AIFF Academy
- Full name: AIFF-FIFA Talent Academy
- Founded: 2013; 13 years ago (as AIFF Elite Academy) 2023; 3 years ago (re-established as AIFF-FIFA Talent Academy)
- Dissolved: 2017; 9 years ago (merged into Indian Arrows)
- Ground: Bhubaneswar and Hyderabad
- League: Youth League

= AIFF Academy =

The AIFF Academy is the elite academy of the regional AIFF affiliated football academies.

Founded on 1 February 2013, the AIFF Elite Academy started as a youth development project between the AIFF and FIFA. The Elite Academy is the final frontier for players who train at the AIFF regional academies in various parts of India. It was re-established as the AIFF-FIFA Talent Academy in 2023.

==AIFF Elite Academy==
In September 2011, it was announced that both All India Football Federation and FIFA would work together to set up various regional academies and one elite academy in India with the goal of developing youth footballers in the country. The first phase was starting of regional academies in Bangalore, Kolkata, Mumbai, Delhi and Sikkim.
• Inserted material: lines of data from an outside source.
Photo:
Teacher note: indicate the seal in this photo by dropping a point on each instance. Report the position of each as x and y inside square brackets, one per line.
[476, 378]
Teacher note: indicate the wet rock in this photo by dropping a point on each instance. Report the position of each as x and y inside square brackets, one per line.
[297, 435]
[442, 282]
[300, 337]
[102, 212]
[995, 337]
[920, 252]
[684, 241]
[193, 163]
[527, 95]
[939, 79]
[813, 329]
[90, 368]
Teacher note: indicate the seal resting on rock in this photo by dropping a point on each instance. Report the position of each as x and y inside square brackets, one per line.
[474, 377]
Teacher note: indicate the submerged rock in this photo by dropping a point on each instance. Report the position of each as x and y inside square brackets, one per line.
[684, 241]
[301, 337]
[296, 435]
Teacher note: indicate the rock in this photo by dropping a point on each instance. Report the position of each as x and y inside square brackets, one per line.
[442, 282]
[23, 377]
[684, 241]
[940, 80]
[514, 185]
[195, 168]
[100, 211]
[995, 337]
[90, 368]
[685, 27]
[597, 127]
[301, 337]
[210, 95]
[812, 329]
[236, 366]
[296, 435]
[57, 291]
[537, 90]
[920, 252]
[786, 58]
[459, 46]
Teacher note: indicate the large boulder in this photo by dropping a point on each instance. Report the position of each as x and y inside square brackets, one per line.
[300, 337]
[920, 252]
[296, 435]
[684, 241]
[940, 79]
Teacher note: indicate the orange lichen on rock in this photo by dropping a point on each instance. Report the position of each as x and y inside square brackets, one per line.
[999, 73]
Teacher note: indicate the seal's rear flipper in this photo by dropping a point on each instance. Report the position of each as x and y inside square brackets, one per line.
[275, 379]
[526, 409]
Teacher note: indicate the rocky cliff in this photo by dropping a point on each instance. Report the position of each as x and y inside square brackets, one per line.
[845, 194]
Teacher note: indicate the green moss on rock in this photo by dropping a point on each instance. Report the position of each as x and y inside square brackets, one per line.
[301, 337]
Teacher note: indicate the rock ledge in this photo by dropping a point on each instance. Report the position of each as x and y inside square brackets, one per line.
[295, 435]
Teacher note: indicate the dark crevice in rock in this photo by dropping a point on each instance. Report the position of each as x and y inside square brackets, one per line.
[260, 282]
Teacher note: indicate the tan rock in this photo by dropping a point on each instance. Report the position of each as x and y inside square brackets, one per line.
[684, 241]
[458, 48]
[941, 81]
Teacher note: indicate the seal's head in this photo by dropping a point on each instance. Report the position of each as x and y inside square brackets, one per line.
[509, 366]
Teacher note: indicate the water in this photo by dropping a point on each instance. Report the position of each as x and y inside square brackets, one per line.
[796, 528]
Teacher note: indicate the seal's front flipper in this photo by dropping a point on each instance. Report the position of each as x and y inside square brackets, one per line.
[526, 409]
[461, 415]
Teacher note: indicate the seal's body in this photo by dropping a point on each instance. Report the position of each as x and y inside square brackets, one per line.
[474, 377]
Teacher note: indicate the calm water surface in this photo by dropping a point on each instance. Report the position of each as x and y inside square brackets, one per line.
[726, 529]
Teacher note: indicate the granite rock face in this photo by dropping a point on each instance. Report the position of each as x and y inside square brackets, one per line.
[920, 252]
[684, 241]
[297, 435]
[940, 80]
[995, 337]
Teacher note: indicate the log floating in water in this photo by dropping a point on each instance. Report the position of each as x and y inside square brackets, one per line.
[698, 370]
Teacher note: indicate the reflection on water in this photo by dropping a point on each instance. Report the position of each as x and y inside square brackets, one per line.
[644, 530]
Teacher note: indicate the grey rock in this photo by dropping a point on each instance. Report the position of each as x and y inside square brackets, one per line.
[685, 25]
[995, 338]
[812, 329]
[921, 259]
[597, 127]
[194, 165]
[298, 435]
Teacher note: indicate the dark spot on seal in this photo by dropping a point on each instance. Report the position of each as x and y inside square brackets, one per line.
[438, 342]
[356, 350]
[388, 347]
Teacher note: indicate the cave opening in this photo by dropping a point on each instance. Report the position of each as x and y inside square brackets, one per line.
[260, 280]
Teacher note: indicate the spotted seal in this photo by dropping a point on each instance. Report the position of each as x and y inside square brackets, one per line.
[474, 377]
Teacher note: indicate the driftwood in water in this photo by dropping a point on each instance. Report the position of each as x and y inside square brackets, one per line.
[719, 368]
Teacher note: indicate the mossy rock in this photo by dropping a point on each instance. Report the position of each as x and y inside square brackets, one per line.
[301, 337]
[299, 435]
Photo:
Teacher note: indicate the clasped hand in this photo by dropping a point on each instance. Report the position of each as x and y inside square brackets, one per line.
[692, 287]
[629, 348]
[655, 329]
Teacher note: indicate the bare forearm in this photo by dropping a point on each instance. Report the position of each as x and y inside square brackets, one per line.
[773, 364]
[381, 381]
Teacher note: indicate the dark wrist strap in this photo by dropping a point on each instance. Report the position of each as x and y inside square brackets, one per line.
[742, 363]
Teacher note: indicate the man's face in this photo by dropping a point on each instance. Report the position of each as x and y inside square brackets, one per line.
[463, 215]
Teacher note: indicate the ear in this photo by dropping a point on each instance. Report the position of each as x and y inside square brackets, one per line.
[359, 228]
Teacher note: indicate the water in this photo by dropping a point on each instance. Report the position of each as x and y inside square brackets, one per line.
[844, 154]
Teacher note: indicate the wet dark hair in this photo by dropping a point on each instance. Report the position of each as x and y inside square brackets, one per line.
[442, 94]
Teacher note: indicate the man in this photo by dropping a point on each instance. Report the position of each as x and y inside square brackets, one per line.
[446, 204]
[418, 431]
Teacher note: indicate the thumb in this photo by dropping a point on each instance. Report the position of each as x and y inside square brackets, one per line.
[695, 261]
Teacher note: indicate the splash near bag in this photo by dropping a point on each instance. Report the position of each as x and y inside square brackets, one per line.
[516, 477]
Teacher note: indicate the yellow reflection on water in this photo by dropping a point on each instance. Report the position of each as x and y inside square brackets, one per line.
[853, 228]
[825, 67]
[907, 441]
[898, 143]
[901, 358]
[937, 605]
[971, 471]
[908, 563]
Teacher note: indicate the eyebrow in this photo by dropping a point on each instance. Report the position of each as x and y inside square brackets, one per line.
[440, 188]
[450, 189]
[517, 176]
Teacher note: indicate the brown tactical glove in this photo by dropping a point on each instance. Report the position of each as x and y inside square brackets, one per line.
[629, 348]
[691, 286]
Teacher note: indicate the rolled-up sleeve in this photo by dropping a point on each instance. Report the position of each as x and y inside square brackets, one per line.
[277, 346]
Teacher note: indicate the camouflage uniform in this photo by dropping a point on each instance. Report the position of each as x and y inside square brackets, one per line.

The second phase saw Chennai, Chandigarh, and Kerala getting academies by March 2013. Each academy consisted of 30-35 under-14 players who would eventually develop to the further youth stages.

Bangalore, Kolkata, and Delhi regional academies delayed while the Mumbai Academy was started with future India U23 coach, Arthur Papas. The reason given for the delay was due to the rampant age-cheating during trials for the regional academies. Of the 120 players selected after playing in the Subroto Cup and other youth competitions, 84 were found to be over-aged and not even acceptable for the under-16 category.

Eventually, the AIFF Elite Academy was launched in 2013. It was gradually integrated in the Indian Arrows.

==AIFF-FIFA Talent Academy==
In 2023, AIFF in association with FIFA decided to set up an academy under the FIFA Talent Development Scheme. The academy was inaugurated by Arsene Wenger, the Chief of Global Football Development in FIFA. The academy was set up at Odisha Football Academy in Bhubaneswar, Odisha.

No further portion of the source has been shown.